I pondered how to make each section and as you can see, I wanted the red to radiate from the center star.  The vintage piece was quite muddy in it's value placement, and I tried to "brighten" up the lights a bit, but I didn't want it to look too "perfect"


So this has been a long time coming, I started the process July 2016 and here we are, August 2017 and I now have the beginning of a medallion quilt.  It's a bit hard to tell, but the background is a navy blue with a little design on it.  I've removed all the paper with the exception of the outside edge, pressed and Best Pressed to get it as flat as possible, and have heavily basted it down.  I will hand applique the edge and keep the basting in until the whole piece is finished.  I don't want the weight of the paper piecing to sag from the background while I continue to add rounds of blocks to this center.


And since I had stacks of diamond papers left over, I started making stars.  100 of them.


Now I'm adding the background and will stitch this together in sections.  Right now I'm still working on backgrounds. 
I love having these take along projects in the mix of things.  It keeps my hands busy when watching tv, waiting on an appointment, or taking a break from the longarm.  I'm volunteering at the NW Washington Fair tonight, so this box will come along with me.  Fair pictures coming next week.
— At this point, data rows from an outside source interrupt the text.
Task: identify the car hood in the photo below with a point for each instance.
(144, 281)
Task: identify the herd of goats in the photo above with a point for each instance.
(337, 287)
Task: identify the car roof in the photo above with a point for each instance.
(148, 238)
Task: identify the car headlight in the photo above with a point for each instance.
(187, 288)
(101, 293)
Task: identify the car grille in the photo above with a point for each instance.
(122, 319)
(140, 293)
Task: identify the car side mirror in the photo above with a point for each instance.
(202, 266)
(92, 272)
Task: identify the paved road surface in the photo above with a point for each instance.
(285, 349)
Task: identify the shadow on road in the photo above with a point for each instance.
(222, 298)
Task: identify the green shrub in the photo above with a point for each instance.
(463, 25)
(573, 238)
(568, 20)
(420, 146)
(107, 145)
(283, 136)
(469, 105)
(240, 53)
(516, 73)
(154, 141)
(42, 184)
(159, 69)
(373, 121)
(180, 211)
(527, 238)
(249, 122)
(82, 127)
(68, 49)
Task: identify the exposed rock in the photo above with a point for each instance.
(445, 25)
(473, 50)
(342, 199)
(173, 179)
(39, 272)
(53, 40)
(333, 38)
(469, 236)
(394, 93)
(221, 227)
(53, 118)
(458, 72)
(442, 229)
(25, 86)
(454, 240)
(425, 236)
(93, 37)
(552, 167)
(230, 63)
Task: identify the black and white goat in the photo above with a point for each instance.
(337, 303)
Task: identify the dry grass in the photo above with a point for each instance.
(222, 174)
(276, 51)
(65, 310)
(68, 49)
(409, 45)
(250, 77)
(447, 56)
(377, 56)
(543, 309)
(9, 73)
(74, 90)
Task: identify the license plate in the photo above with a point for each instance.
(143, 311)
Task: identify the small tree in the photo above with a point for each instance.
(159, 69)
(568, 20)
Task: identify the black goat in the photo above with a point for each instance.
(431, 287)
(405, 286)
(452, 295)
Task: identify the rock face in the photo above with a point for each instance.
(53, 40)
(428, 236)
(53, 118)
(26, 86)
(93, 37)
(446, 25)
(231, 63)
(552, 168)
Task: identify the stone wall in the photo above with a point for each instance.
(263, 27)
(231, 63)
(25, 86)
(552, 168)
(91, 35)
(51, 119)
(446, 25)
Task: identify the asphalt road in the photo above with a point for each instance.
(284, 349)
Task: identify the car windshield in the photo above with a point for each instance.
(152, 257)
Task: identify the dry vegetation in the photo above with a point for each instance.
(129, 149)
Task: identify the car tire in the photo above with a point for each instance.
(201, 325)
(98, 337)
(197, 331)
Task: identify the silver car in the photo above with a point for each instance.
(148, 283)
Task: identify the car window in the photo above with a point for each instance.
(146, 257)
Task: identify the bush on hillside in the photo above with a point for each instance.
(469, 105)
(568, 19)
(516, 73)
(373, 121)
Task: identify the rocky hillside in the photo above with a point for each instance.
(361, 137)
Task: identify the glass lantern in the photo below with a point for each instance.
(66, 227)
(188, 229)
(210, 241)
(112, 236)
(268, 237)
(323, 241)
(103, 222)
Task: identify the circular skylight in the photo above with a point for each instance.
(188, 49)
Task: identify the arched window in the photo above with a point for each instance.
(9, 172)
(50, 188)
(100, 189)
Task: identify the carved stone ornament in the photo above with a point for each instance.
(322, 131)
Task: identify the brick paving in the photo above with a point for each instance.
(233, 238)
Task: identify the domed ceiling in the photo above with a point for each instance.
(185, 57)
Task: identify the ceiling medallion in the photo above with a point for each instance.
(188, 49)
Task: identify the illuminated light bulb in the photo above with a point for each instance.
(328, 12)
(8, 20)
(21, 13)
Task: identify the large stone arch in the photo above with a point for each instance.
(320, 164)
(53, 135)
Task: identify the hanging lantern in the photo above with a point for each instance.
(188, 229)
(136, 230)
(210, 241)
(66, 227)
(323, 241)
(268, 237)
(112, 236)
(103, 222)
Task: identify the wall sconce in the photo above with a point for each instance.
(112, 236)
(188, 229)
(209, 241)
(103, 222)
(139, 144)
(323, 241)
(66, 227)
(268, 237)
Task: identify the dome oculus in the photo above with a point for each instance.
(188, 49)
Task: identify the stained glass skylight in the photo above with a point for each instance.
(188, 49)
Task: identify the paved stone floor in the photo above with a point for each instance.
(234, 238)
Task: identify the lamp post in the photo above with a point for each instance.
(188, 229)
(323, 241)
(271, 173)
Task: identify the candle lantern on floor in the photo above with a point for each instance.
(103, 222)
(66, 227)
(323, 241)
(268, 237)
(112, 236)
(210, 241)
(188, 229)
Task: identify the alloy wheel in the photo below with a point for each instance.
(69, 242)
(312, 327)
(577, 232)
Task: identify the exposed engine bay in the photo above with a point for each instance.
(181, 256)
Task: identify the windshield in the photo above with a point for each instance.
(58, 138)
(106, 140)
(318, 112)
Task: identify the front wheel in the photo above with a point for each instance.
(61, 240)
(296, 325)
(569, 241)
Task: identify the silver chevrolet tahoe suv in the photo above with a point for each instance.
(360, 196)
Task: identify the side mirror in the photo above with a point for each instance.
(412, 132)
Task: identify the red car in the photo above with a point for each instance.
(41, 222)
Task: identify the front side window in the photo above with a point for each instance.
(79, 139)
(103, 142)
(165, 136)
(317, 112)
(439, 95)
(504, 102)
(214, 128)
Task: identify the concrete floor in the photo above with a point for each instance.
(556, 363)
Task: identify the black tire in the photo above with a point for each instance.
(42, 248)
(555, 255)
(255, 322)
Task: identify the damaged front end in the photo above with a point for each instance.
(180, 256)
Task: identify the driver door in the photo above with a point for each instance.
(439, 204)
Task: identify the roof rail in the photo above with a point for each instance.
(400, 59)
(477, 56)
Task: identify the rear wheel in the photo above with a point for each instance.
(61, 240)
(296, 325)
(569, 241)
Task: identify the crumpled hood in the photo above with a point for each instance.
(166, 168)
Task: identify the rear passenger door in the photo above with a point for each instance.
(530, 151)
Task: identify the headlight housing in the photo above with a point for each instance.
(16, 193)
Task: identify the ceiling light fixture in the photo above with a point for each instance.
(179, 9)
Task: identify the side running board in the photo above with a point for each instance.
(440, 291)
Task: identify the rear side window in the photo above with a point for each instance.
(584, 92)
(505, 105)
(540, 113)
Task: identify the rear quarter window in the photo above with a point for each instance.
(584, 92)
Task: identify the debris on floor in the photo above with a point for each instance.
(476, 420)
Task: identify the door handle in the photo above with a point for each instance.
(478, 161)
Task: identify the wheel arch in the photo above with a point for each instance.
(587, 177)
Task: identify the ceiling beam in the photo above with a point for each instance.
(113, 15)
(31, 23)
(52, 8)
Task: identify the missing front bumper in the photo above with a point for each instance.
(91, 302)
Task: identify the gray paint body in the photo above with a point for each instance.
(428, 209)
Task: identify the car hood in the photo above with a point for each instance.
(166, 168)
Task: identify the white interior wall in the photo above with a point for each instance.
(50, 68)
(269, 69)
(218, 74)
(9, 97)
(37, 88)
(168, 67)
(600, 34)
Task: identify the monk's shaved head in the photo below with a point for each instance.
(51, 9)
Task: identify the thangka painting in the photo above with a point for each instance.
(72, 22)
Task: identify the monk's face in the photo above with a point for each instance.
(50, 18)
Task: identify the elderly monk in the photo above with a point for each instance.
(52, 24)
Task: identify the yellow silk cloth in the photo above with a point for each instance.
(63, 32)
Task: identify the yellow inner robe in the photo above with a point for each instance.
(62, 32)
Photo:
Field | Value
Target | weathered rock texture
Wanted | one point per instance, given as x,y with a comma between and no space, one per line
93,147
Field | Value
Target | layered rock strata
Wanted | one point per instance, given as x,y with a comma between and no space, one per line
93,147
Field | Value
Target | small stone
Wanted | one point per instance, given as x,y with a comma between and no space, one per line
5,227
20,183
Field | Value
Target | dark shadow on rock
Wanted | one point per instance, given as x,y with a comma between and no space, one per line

Enjoy the weekend, if you are in the path of the eclipse, embrace the crazy that will be coming to a town near you!  And as always,

Keep stitching,
Sharon

Sunday, August 13, 2017

Shadows of Quilting

Since we've been living under a cover of smoke for the past 2+ weeks, I thought I'd post some black and white shots of quilting.  Enjoy the texture.

Hand quilted feathers


Hand quilted outlined applique and cross hatching


Freehand machine quilted in a 4" square


Rectangle is approx 2" x 4 "


Big stitch using Perl cotton


Piece is approx 20" x 20"

And in full color, because we can see the sun today!  The winds have picked up, the atmospheric pressure has changed and all the forest fire smoke has left the shore! 

Keep all those firefighters and forestry workers in your thoughts and prayers, they are doing the best job they can under horrible circumstances.